Nearly two-thirds (63 per cent) admitted to having cried in front of their boss -- a third (32 per cent) having done so on more than one occasion.
"The past two years have been tumultuous, to say the least, but have also made people realise that they can be more vulnerable and candid with each other at work," said Ashutosh Gupta, India Country Manager, LinkedIn.
However, seven in 10 (70 per cent) professionals in India believe there is a stigma around sharing feelings at work.
Due to this, over a quarter of professionals in India are still worried about wearing their hearts on their sleeves out of fear of looking weak (27 per cent), unprofessional (25 per cent), and being judged (25 per cent).
Unfairly, women are bearing the brunt more, with almost four in five (79 per cent) professionals in India agreeing that women are often judged more in comparison to men when they share their emotions at work, according to IANS.
Gen Z and millennials are leading the way in expressing themselves and feeling more comfortable than ever to open up at work.
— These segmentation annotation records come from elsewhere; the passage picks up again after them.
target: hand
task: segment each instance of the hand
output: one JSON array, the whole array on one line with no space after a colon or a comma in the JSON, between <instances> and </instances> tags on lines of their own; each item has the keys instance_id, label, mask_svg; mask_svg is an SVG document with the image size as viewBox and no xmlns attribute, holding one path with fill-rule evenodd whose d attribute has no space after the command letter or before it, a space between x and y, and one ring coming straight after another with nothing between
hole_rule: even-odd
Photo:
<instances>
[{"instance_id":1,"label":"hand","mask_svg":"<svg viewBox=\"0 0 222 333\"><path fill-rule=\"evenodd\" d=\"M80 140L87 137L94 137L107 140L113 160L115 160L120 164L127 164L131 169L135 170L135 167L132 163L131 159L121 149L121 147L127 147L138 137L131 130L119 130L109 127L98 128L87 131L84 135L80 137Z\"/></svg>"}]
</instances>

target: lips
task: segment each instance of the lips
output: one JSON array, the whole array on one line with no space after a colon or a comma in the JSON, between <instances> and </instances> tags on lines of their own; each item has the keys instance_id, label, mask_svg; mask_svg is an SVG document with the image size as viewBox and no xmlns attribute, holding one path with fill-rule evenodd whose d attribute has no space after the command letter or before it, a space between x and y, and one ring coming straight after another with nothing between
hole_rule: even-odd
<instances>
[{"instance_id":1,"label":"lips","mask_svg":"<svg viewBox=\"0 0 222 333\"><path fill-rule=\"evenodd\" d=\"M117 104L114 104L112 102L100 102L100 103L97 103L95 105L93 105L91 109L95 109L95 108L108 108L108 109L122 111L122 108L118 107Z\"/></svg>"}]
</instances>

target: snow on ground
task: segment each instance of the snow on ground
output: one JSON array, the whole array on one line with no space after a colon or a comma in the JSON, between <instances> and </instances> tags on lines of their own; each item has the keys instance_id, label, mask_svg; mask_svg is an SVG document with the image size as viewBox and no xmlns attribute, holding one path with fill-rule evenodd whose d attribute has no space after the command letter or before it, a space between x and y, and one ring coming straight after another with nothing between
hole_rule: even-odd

In comparison, just 20 per cent of boomers (aged 58-60) share the same comfort with expressing themselves at work, the report said.
Over three-quarters of professionals in India agree that "cracking a joke" at work is good for office culture, but more than half (56 per cent) consider it to be 'unprofessional'. Despite these mixed feelings, nine in 10 professionals in India agree that humour is the most underused and undervalued emotion at work.
The report also mentioned that more than three in five professionals are keen to see more humour used in the workplace. In fact, South Indian professionals are usually the ones who make the most jokes in the country, followed by professionals in other parts of the country.